Namun, dalam sistem seperti itu, menurut penulis, kondisi diciptakan yang
mendorong kritik dan mengancam dominasi aturan hukum. Dinamika untuk
perubahan dihasilkan dan "hasilnya, betapapun tidak diinginkan, adalah
yurisprudensi yang berpusat pada hak."
D. Hukum Responsif
Visi yang terbentuk dari tatanan hukum responsif semacam itu membentuk inti
dari modalitas ketiga hukum responsif. Membangun karya Pound dan Realis
Amerika, penulis berusaha membangun kerangka kelembagaan untuk keadilan
substantif; "Hukum responsif, bukan sosiologi, adalah program sejati
yurisprudensi sosiologis dan realis." Tugas yang mereka ditunjuk untuk hukum
responsif adalah untuk menyelesaikan ketegangan antara keterbukaan dan
kesetiaan kepada hukum. Memang, semua bentuk hukum harus menghadapi
dilema seperti itu:
“Hukum represif, otonom, dan responsif dapat dipahami sebagai tiga tanggapan
terhadap dilema integritas dan keterbukaan. Ciri khas hukum represif adalah
adaptasi pasif dan oportunistik dari lembaga hukum terhadap lingkungan sosial
dan politik. Hukum otonom adalah reaksi terhadap keterbukaan tanpa pandang
bulu. Keasyikan utamanya adalah pelestarian integritas kelembagaan. Untuk itu,
hukum mengisolasi diri, mempersempit tanggung jawabnya, dan menerima
formalisme buta sebagai harga integritas. Jenis hukum ketiga berusaha untuk
menyelesaikan ketegangan tersebut, yang disebut responsif, bukan terbuka atau
adaptif, untuk menyarankan kapasitas untuk bertanggung jawab, dan
karenanya diskriminasi, selektif, dan adaptasi. Sebuah lembaga responsif
mempertahankan pemahaman tentang apa yang penting untuk integritasnya
sambil mempertimbangkan kekuatan baru di lingkungannya. Untuk
melakukannya, hal tersebut dibangun di atas integritas dan keterbukaan dengan
saling menopang bahkan ketika mereka bertentangan. Ini merasakan tekanan
sosial sebagai sumber pengetahuan dan peluang untuk mengoreksi diri.”
Untuk mempengaruhi resolusi ini, Nonet dan Selznick menaruh kepercayaan
besar pada kekuatan tujuan, namun, pada saat yang sama mereka menerima
kerawanan dan bahaya yang terkait dengan ketergantungan pada kekuatan
motif fana seperti itu. Tak gentar, para penulis melanjutkan untuk mengkalibrasi
desain dasar untuk lembaga hukum yang lebih cocok untuk lingkungan di mana
hukum diklaim bahwa untuk ketaatan santai dan toleransi dari semua nuansa
pendapat. Singkatnya, mereka menerima kepercayaan Fuller pada sentralitas
tujuan dalam bisnis hukum dan bersama dengan Hughes dan Dworkin,
menganjurkan apresiasi yang lebih besar dan lebih kaya dari peran penting
kebijakan dan prinsip dalam penalaran hukum dan pengambilan keputusan.
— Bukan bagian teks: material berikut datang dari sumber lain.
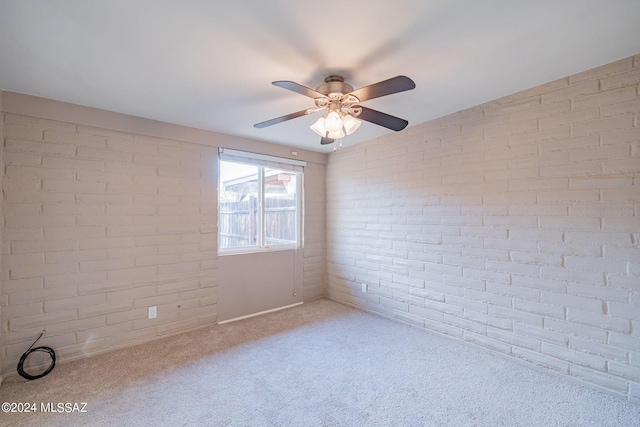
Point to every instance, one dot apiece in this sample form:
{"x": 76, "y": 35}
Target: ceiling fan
{"x": 344, "y": 114}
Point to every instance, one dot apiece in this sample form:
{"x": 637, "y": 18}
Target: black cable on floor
{"x": 26, "y": 354}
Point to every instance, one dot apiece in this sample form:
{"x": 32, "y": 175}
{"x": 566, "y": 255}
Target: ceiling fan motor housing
{"x": 334, "y": 85}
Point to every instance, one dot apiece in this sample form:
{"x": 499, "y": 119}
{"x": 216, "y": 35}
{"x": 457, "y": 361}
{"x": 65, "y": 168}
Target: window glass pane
{"x": 238, "y": 205}
{"x": 280, "y": 207}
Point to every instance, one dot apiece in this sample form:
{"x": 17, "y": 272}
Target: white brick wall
{"x": 100, "y": 224}
{"x": 98, "y": 229}
{"x": 512, "y": 225}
Dari beberapa pendapat tersebut, penyelesaian desain semacam itu akan
menghasilkan "persatuan otoritas hukum dan kemauan politik" yang harmonis.
Sayangnya, cetak biru yang dihasilkan terlalu impresionis dan membuat
pembaca tidak memiliki pemahaman nyata tentang arah atau substansi fitur
penting dari keseluruhan skema mereka.
Layanan utama hukum responsif adalah untuk membawa "janji kesopanan"
melalui restrukturisasi hubungan sosial dan difusi otoritas hukum. Partisipasi
sipil dan desentralisasi birokrasi menjadi kata kunci dan ideologi sempit;
"Hukum menemukan konsensus dalam aspirasi umum dan bukan dalam
norma-norma perilaku tertentu." Dengan cara ini, bayangan "melenyapnya
negara" akan menjadi nyata dan spontan. Keadaan seperti itu akan selalu rentan,
tetapi tatanan hukum berikutnya akan memiliki kapasitas untuk benar-benar
representatif. Namun, meskipun partisipasi rakyat dan kesadaran komunal akan
menjadi urutan hari, legalitas akan tetap menjadi fitur yang tak tertahankan dari
masyarakat yang responsif ini. Namun, ini tidak dapat dipahami sebagai
melestarikan perlengkapan konvensional sistem hukum yang ada, untuk hukum
yang akan menjadi "pemecahan masalah, perusahaan fasilitasi yang dapat
membawa untuk menanggung berbagai kekuatan dan memobilisasi berbagai
sumber daya intelektual dan organisasi." Dengan demikian, keberhasilan hukum
responsif tidak pernah dijamin, tetapi bergantung pada komitmen dan
kontribusi yang berkelanjutan dari semua peserta dalam proses sosial.